既に説明しましたように、「ちょっと」という表現も誤解の原因です。
どの程度の痛みで、その痛みの様子について、できるだけ描写するぐらいの説明が英語では必要です。しかも、深刻な表情で。もちろん、これはビジネス上のコミュニケーションでもいえることです。
英語圏では、言葉の表現内容と表情を一致させて相手に対応することが大切です。そしてそれが彼らの常識なのです。深刻な話をするときは、深刻な表情を。楽しい話をするときはそのように。その中間の曖昧な表情はめったに浮かべません。
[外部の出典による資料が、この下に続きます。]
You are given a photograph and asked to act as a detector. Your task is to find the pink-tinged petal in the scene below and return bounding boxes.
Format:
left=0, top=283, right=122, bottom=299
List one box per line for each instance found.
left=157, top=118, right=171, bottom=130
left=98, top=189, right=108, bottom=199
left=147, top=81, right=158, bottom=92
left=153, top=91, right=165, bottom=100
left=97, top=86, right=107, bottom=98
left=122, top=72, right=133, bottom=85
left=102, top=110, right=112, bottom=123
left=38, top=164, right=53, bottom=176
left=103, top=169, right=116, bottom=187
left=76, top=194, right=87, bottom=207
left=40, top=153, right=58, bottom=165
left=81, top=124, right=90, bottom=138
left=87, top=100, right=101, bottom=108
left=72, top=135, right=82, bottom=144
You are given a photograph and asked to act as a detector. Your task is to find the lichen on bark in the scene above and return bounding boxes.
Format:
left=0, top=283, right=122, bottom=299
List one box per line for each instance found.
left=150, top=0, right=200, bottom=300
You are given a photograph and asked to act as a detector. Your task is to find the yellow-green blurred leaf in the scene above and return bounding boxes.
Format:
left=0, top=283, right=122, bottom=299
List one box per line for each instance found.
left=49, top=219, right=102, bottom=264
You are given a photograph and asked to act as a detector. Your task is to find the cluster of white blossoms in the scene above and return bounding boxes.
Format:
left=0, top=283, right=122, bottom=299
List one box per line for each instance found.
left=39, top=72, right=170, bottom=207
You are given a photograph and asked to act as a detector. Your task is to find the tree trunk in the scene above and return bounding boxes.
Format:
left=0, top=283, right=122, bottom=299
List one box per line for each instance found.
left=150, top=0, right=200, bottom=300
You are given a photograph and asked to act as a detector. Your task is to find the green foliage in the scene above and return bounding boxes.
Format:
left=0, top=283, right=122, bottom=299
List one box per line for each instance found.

ですから、英語で相手とコミュニケーションをするときは、その場その場で、言いたいことと表情とを一致させて話をするよう、強く意識するよう心がけましょう。そうすれば、曖昧な表情からの誤解は回避できるはずです。
例えば、相手に大切な依頼をするとします。
その時、まず相手に対して、挨拶をするときはにこやかに話をしても構いません。
しかし、主題となる大切な依頼をするときは、真剣な顔をして、話を進めます。そして、もし相手がその依頼を快諾してくれたときは、再びニコリとして感謝をします。
交渉がうまくいかないときは、残念そうな顔をしても構いません。ただ、打ち合せが終わった段階では、にこやかな表情で握手をして、お別れをすることも大切なマナーです。
つまり、一つの場面の中でも、その状況によって様々な表情をすることが、英語でのコミュ二ケーションでは求められるのです。表情にめりはりが必要なのです。
昔から海外の人々が注目していた「日本人の曖昧な笑み」。
確かに、それは優しく、心を和ませるものだと多くの外国人は思いました。
しかし、実際にコミュニケーションをしてみると、その笑みの向こうにある真意が見えず、困惑し、時には日本人は本心を言わないと失望する人々が多くいるのです。